412 000 произведений, 108 200 авторов.

Электронная библиотека книг » Мари Павленко » Я — твоё солнце » Текст книги (страница 14)
Я — твоё солнце
  • Текст добавлен: 8 июля 2025, 20:33

Текст книги "Я — твоё солнце"


Автор книги: Мари Павленко



сообщить о нарушении

Текущая страница: 14 (всего у книги 16 страниц)

Глава двадцать шестая
Дебора мечется, как пинбольный шарик

Я провела самую восхитительную ночь в своей жизни. И одновременно – самую ужасную.

В кровати было жарко, по всему телу бежали мурашки. Я восстанавливала каждую секунду чудесного происшествия, выдумывая с десяток возможных продолжений, три тысячи завтрашних дней. Я ворочалась, бегала в туалет, возвращалась с постель и снова погружалась изо всех сил в воспоминания, раздувая их, словно сморщившийся воздушный шарик, – пусть ещё поживёт, ещё чуть-чуть – и засыпала, задаваясь тысячей вопросов. Почему?

А как же Адель?

Может, Виктор – коварный соблазнитель?

А может, он… любит меня?

Ага, как же.

Я засыпала, а потом снова выплывала на поверхность.

Гладила Изидора, трепала его жирную тушку.

И снова засыпала.

В конце концов, приоткрыв один глаз, я увидела, как сквозь ставни пробивается тусклый дневной свет.

Я посмотрела время на телефоне.

Сообщение.

«Прости, не знаю, что на меня нашло.
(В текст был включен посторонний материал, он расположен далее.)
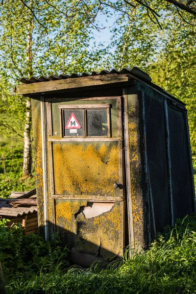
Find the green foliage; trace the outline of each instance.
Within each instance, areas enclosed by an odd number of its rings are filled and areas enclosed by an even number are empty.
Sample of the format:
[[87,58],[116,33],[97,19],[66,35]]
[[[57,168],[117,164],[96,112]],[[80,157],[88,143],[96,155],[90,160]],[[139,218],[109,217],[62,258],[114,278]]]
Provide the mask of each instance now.
[[135,10],[138,23],[126,16],[120,17],[112,28],[110,47],[115,51],[106,64],[117,68],[120,65],[121,68],[137,66],[151,76],[154,83],[188,105],[196,171],[196,23],[190,15],[186,16],[185,23],[175,7],[169,8],[165,1],[159,0],[151,5],[162,15],[159,20],[162,29],[147,17],[146,9],[141,7]]
[[56,267],[40,271],[30,279],[6,277],[7,294],[86,294],[113,293],[185,294],[196,289],[196,214],[177,220],[175,228],[167,228],[148,250],[136,252],[103,268]]
[[61,246],[57,235],[48,242],[38,235],[24,235],[20,225],[7,230],[7,220],[0,220],[0,260],[5,275],[21,276],[26,272],[29,276],[67,257],[68,249]]
[[9,196],[11,191],[24,192],[35,187],[34,177],[22,179],[23,140],[19,140],[20,137],[10,128],[15,127],[21,134],[22,125],[10,118],[7,122],[10,126],[0,126],[0,197],[4,198]]
[[0,174],[0,197],[7,198],[12,191],[24,192],[35,187],[35,178],[22,179],[21,174]]

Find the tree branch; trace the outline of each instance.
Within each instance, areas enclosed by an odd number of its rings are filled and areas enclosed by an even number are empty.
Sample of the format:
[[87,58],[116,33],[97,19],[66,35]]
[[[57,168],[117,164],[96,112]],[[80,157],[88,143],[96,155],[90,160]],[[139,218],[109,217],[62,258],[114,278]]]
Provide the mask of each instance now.
[[[180,9],[182,9],[182,10],[185,10],[185,11],[189,12],[189,13],[191,13],[191,14],[196,16],[196,7],[190,7],[189,3],[190,3],[190,1],[188,2],[187,5],[186,5],[181,2],[179,2],[176,0],[166,0],[166,1],[167,1],[167,2],[169,2],[169,3],[171,3],[172,4],[173,4],[179,8],[180,8]],[[193,1],[191,1],[191,4],[193,3]],[[195,10],[194,9],[195,9]]]
[[44,24],[42,24],[40,22],[40,21],[38,20],[38,19],[37,18],[36,16],[35,15],[35,13],[33,12],[33,10],[31,8],[31,7],[27,5],[27,4],[26,4],[25,2],[23,0],[20,0],[20,1],[21,1],[21,2],[24,4],[24,5],[28,9],[29,9],[31,11],[31,13],[33,15],[34,17],[35,18],[35,19],[36,20],[37,22],[40,24],[40,25],[41,25],[42,26],[42,27],[43,27],[44,28],[44,29],[46,31],[46,36],[47,36],[47,35],[49,34],[49,33],[48,32],[48,31],[46,29],[46,27],[44,25]]

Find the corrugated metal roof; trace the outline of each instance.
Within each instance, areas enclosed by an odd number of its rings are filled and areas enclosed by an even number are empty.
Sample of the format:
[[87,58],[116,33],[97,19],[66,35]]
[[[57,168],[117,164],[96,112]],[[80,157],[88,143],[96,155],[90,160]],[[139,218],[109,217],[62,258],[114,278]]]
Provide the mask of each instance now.
[[33,213],[37,212],[36,206],[31,207],[14,207],[10,208],[9,207],[3,207],[0,209],[0,216],[6,216],[9,217],[18,217],[28,213]]
[[106,70],[103,70],[99,73],[97,72],[93,72],[91,74],[87,74],[83,73],[81,74],[72,74],[71,75],[68,74],[59,74],[59,75],[50,75],[49,76],[45,76],[41,75],[39,77],[32,76],[29,79],[25,77],[22,77],[20,80],[18,80],[19,82],[21,82],[24,84],[32,84],[33,83],[38,83],[40,82],[48,82],[49,81],[56,81],[57,80],[66,79],[67,78],[73,78],[76,77],[83,77],[85,76],[93,76],[94,75],[102,75],[103,74],[133,74],[134,75],[140,77],[144,80],[148,82],[150,82],[152,79],[150,76],[142,71],[137,67],[133,67],[131,70],[128,70],[126,68],[123,68],[121,71],[117,71],[115,69],[112,70],[110,71]]

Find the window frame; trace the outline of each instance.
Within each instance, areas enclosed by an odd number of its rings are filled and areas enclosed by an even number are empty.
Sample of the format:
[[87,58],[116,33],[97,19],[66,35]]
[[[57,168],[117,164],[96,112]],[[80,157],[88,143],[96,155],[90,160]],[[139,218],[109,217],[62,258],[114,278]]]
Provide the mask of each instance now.
[[[69,104],[59,105],[60,112],[60,135],[62,138],[111,138],[111,104]],[[87,136],[87,121],[86,110],[87,109],[106,109],[107,121],[107,134],[106,136]],[[64,122],[64,110],[70,110],[73,111],[76,110],[83,110],[84,111],[84,136],[65,136],[64,128],[65,123]]]

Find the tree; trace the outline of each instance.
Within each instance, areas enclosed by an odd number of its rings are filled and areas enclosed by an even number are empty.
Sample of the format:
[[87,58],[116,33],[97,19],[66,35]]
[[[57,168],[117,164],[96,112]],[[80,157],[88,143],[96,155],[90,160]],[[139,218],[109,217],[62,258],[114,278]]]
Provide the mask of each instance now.
[[157,5],[164,14],[160,22],[162,29],[145,17],[144,10],[138,12],[139,23],[130,22],[125,16],[119,18],[113,28],[111,47],[115,49],[109,62],[117,68],[119,65],[128,68],[138,66],[154,83],[188,104],[196,168],[196,26],[189,24],[191,16],[185,23],[179,16],[176,17],[174,8],[169,11],[158,1]]
[[[13,2],[13,0],[2,0],[2,7],[3,7],[11,2]],[[23,10],[25,7],[29,10],[36,21],[48,33],[48,27],[42,19],[42,13],[34,9],[31,6],[30,2],[24,0],[18,0],[16,2],[19,6],[21,6],[21,5],[23,6],[21,12],[22,19],[23,17]],[[147,16],[152,22],[157,23],[159,25],[159,19],[161,15],[163,15],[161,11],[162,4],[167,6],[168,11],[174,7],[176,13],[185,22],[187,21],[187,18],[189,18],[190,15],[192,17],[192,20],[195,20],[196,17],[196,0],[162,0],[161,1],[158,1],[160,3],[159,5],[156,5],[156,0],[97,0],[95,1],[79,0],[74,2],[65,0],[58,1],[58,2],[55,0],[45,0],[44,2],[46,9],[49,10],[52,7],[56,13],[61,15],[61,19],[63,16],[67,20],[74,19],[78,11],[80,11],[81,15],[82,14],[84,17],[80,19],[80,21],[85,24],[85,26],[82,27],[83,31],[90,25],[99,29],[100,28],[95,24],[98,14],[99,12],[107,13],[108,8],[119,11],[122,14],[126,14],[130,20],[137,20],[135,11],[138,9],[145,8]],[[39,0],[34,0],[35,6],[39,4]]]
[[[58,1],[54,2],[57,4]],[[4,67],[4,76],[7,77],[4,87],[9,88],[11,81],[22,76],[29,78],[33,75],[49,75],[50,70],[53,74],[65,72],[69,74],[74,70],[77,73],[88,70],[88,66],[93,66],[92,63],[87,62],[88,59],[93,59],[94,54],[93,50],[88,48],[92,37],[90,30],[88,36],[82,33],[84,26],[80,21],[83,17],[79,11],[71,20],[62,20],[52,7],[47,10],[48,4],[45,1],[36,3],[29,0],[25,3],[28,3],[28,8],[22,2],[19,5],[18,2],[14,1],[3,4],[4,11],[1,12],[0,20],[2,28],[0,36],[0,61]],[[74,0],[72,3],[74,5],[75,2]],[[52,32],[47,36],[43,36],[43,28],[35,21],[32,10],[42,17],[48,31]],[[96,54],[98,59],[101,50],[98,50]],[[31,170],[30,101],[28,98],[23,99],[7,93],[4,99],[4,111],[9,109],[16,119],[20,117],[25,122],[23,176],[29,176]],[[12,112],[13,104],[16,105]],[[7,122],[4,123],[8,124]]]

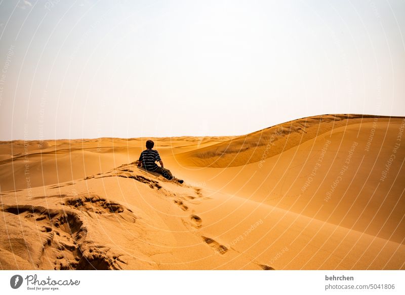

Точнее, слишком хорошо знаю – непреодолимое желание. Но у меня есть Адель, я не могу так поступать. Прости меня, Дебора, я конченый идиот. Прости».

Каждое прочитанное слово вонзалось кинжалом, опустошая моё тело до последней капли крови.

Воскресенье было отвратным. Во рту стоял вкус прокисшего молока, пол уходил из-под ног, как и мои мысли из головы. Выключив телефон, я лежала на кровати в темноте. Ноль мотивации.

Мамина голова показалась в дверях к двум часам дня.

– Всё хорошо?

– У меня похмелье.

– Вот как. А тарелка макарон тут не поможет?

– Кто знает.

Я потащилась на кухню. Пока мама молча изучала моё лицо, я вяло жевала. Она с пониманием отнеслась к моей кислой бледной роже.

Убрав со стола, мама отправилась на прогулку с Изидором, а я вернулась в свою комнату, где снова растянулась на кровати без движения.

Я дышала пустотой квартиры.

Попыталась почитать – никак.

Я походила на жирного, рыхлого слизняка, оставляющего блестящие в лунном свете следы.

Кто захочет встречаться со слизняком?

Уж точно не Виктор.

Он выбрал Адель.

Что логично. И очевидно.

Как я могла поверить в нас хотя бы на секунду?

– У тебя точно всё в порядке? – настаивала мама, вернувшись с прогулки.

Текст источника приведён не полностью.